『死がふたりを別つまで』


「またお前は溜め息などついて。」
霧に変化し我が友人であるヴィートリの部屋を訪れた。開いていた窓から入り込み声をかけると、ぼんやりとしていたヴィートリは驚いた顔で抗議する。
「レンベールか。驚かすな。あと勝手に部屋に入ってくるな。」
「窓が開いている、という事は訪問者を招き入れる用意があるという事だろう。」
「暑いから開けていただけだ。何の用だ。」
「つれないな。憂い事を抱えていると聞いたから話を聞きに来てやったというのに。さぁ、我が友よ、何でも話してみるがいい。」
変化を解きながら大仰に両腕を広げてみせる。ヴィートリは呆れ顔で首を振った。
「お前は面白がっているだけだろう。」
「何を言うか。友の恋の憂いは興味深い話題の一つ。そしてそれを解決してやるのが、友である私の大きなつとめであろう。」
「退屈しているだけじゃないのか。他にやる事はないのかよ。」
「友の憂いを晴らす以上に重大な事は今のところ無いな。」
手近な椅子を引き寄せヴィートリの前に座ると「さぁ話せ」と促す。諦めたような溜め息をつき、ヴィートリは窓際の椅子に座り直す。
「お前も知っての通り、エールルナとの事さ。」
「愛した者との未来をなぜ憂うのだ。」
「彼女は人間、私は吸血鬼。争いの時代はとうに終わったとはいえ、まだまだ障害は多くある。」
「障害は多ければ多いほど愛も燃え上がり、より一層の強い絆になるというものであろう。」
「私はお前ほどロマンチストじゃないんだよ。目の前の現実として、大きな問題がある。」
呆れ顔で私を見据えるヴィートリに首をすくめ笑う。
「真なる愛の前には、試練ともなる障害はつきものだ。」
「試練ねぇ……。」
ヴィートリの恋人であるエールルナとは私も会って話をした事がある。清楚でたおやか、それでいて凛とした強さも併せ持った美しい人だ。彼女も友を深く愛しているのだと感じ、自分の事のように嬉しく思ったものだ。ふたりを祝福したいと心から思った。争いの時代は終わったとはいえ、まだまだ互いに忌避し合い、憎んで排除しようとする者が少なからずいる。上級貴族種であるものの純血の吸血鬼ではない私としては、互いを排除しようとする気持ちもわからぬではない。だが、始祖たる王の願いは、吸血鬼全体の願いとして叶えるべきものだ。種族を越えて愛し合う者を祝福し支え、問題の解決に臨まなくてはならない。個人間の問題ならばともかく、種族の問題であるならば、それに悩むのが大切な友であれば尚の事。

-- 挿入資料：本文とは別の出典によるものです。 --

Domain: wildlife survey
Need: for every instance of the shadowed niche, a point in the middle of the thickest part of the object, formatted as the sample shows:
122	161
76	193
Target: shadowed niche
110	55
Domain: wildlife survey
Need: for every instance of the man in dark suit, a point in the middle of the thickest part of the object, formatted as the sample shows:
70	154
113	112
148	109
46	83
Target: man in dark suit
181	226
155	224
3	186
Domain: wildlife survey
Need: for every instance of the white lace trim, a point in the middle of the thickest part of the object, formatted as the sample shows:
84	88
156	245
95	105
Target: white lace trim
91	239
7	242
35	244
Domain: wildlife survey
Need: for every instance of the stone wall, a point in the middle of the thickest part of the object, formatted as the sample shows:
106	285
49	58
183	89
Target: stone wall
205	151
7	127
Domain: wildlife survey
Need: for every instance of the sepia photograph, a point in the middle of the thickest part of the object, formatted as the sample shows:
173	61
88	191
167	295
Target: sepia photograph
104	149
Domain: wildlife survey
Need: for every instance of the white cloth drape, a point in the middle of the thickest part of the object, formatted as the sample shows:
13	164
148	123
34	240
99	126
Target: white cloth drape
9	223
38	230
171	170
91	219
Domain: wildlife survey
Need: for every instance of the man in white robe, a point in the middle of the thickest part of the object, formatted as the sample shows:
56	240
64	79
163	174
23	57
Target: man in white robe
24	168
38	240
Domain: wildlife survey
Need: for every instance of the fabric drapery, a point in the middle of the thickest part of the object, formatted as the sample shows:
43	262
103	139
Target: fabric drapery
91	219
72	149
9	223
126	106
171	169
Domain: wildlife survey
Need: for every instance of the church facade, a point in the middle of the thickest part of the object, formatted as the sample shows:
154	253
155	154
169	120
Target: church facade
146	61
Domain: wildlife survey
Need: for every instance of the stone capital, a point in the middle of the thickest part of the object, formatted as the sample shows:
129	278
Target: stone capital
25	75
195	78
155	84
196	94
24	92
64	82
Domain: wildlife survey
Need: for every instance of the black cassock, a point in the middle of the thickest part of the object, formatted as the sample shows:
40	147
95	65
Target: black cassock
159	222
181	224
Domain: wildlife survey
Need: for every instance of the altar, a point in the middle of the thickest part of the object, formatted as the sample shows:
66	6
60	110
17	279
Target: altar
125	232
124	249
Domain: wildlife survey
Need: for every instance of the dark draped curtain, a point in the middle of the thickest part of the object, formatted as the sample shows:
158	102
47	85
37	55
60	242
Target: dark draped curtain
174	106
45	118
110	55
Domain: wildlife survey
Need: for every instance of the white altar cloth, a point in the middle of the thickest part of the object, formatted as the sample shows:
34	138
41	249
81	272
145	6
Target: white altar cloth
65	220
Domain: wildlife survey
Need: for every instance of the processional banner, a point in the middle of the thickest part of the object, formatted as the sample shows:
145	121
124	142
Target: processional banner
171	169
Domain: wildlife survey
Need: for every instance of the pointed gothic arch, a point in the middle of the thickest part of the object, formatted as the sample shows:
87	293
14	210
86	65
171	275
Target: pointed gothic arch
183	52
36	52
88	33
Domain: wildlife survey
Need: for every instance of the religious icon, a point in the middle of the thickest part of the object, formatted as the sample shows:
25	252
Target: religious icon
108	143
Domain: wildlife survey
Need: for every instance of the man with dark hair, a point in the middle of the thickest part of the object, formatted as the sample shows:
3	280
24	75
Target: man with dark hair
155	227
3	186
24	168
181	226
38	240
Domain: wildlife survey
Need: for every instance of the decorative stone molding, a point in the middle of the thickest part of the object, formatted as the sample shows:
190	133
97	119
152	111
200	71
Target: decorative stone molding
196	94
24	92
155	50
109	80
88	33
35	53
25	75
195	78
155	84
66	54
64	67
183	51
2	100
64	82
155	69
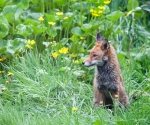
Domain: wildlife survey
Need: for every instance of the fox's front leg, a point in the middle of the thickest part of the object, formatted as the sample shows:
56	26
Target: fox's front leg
98	95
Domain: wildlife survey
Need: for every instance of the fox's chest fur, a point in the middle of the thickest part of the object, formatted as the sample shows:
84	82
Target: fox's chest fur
106	78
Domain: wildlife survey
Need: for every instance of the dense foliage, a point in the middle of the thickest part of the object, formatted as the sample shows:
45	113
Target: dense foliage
42	45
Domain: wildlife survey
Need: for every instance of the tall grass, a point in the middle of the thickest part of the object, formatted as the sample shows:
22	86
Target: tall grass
43	91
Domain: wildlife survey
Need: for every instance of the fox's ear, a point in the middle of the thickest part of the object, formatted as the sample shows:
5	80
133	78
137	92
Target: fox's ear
105	44
99	37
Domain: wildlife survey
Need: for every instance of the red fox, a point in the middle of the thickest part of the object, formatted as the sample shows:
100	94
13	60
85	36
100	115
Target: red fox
108	83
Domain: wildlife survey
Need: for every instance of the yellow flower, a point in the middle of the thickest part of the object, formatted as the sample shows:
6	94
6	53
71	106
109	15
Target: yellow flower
100	12
10	74
63	50
116	96
76	61
28	47
16	54
54	55
95	14
59	13
107	1
2	71
2	59
41	18
101	7
74	55
82	38
3	89
91	10
7	81
84	75
31	42
51	23
74	109
66	18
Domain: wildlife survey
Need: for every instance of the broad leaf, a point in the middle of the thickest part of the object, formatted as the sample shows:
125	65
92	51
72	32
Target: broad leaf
132	4
24	30
77	31
114	16
23	4
3	30
1	3
12	13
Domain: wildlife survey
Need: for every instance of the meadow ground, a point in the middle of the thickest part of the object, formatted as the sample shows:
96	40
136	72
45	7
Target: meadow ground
45	91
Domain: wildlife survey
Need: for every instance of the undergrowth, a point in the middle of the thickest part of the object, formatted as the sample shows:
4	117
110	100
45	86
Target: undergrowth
43	90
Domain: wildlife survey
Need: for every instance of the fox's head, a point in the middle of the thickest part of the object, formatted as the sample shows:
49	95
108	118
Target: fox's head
98	54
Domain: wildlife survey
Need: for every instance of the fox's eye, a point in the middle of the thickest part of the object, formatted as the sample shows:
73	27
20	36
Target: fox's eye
94	55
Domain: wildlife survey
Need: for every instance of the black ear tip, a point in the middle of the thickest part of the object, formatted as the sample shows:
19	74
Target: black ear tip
99	37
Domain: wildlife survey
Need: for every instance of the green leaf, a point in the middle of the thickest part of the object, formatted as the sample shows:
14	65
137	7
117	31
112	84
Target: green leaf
39	29
146	7
86	27
114	16
3	20
15	45
12	13
31	15
64	41
24	30
78	73
1	3
51	18
60	2
23	4
77	31
52	32
132	4
3	30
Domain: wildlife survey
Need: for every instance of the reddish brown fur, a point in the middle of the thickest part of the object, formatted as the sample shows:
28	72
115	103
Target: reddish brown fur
106	52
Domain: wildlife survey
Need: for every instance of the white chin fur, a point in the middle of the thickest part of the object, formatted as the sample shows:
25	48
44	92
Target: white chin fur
93	63
97	62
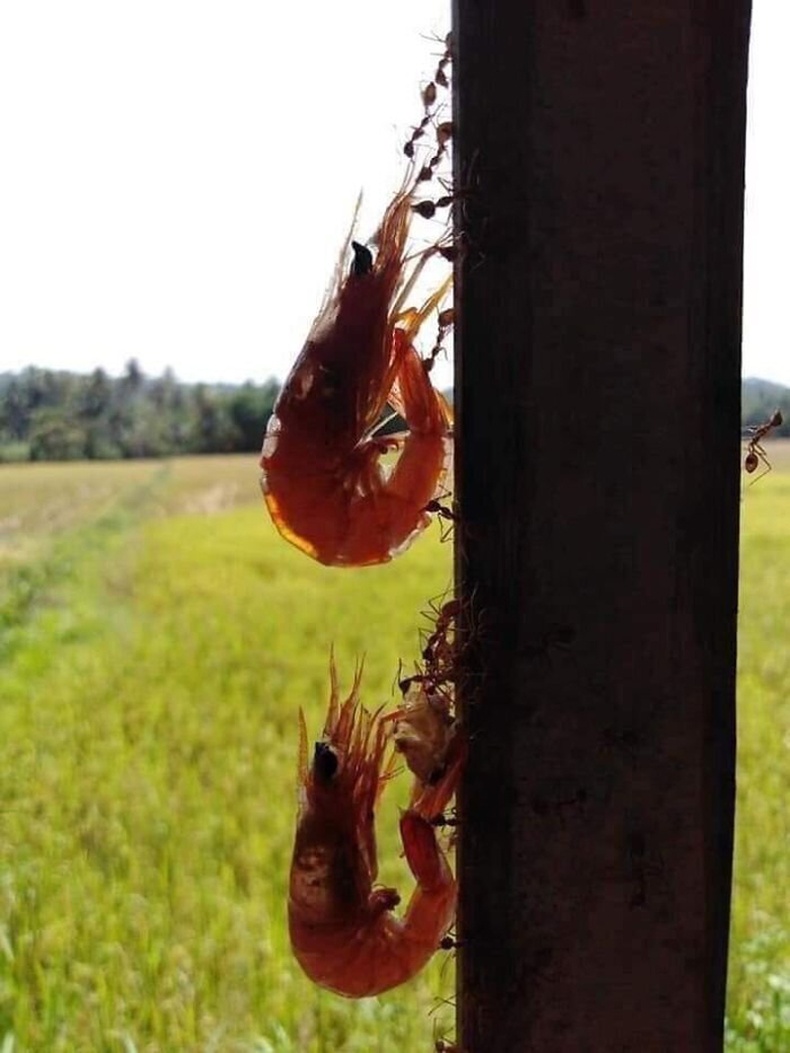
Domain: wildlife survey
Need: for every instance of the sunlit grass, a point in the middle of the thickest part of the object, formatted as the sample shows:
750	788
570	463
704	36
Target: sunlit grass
759	961
157	640
149	772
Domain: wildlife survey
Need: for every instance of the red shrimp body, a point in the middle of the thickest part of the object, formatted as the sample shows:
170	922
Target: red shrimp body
342	928
322	480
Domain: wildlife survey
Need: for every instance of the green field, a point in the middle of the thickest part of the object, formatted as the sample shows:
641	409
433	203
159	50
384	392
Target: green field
156	641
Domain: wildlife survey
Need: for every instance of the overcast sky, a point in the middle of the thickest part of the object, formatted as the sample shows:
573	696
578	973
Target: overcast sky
177	176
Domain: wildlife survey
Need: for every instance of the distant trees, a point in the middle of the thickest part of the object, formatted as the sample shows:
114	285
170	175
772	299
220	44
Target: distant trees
759	398
54	415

「何がお前達の愛を妨げようとしているのだ。彼女の家族が反対しているのか?」
「いや、彼女の家族は私を受け入れてくれている。すでに何度か会って食事を共にさせてもらっているが、彼女の家族は我々と人間の共生に賛同している。」
「ならば何が問題なのだ?」
未来を共に望むふたりにとって障害の最たるものといえば、家族の存在といえるだろうか。吸血鬼にも家族はいるが、青年期にさしかかる頃からは一人前の吸血鬼として互いに干渉しなくなる。それでも純血の吸血鬼であればあるほど、血を残す事には慎重になる。我々以上に家族間に強い繋がりを持つ人間であれば、自分達と異なる者、まして種族すら異なる者との恋愛には不安や反発を抱くものだろう。しかし、エールルナの家族は吸血鬼との共生を望み、ヴィートリを受け入れているという。であれば、友が何をそんなに憂いているのか皆目見当がつかない。ヴィートリは俯き加減に口を開く。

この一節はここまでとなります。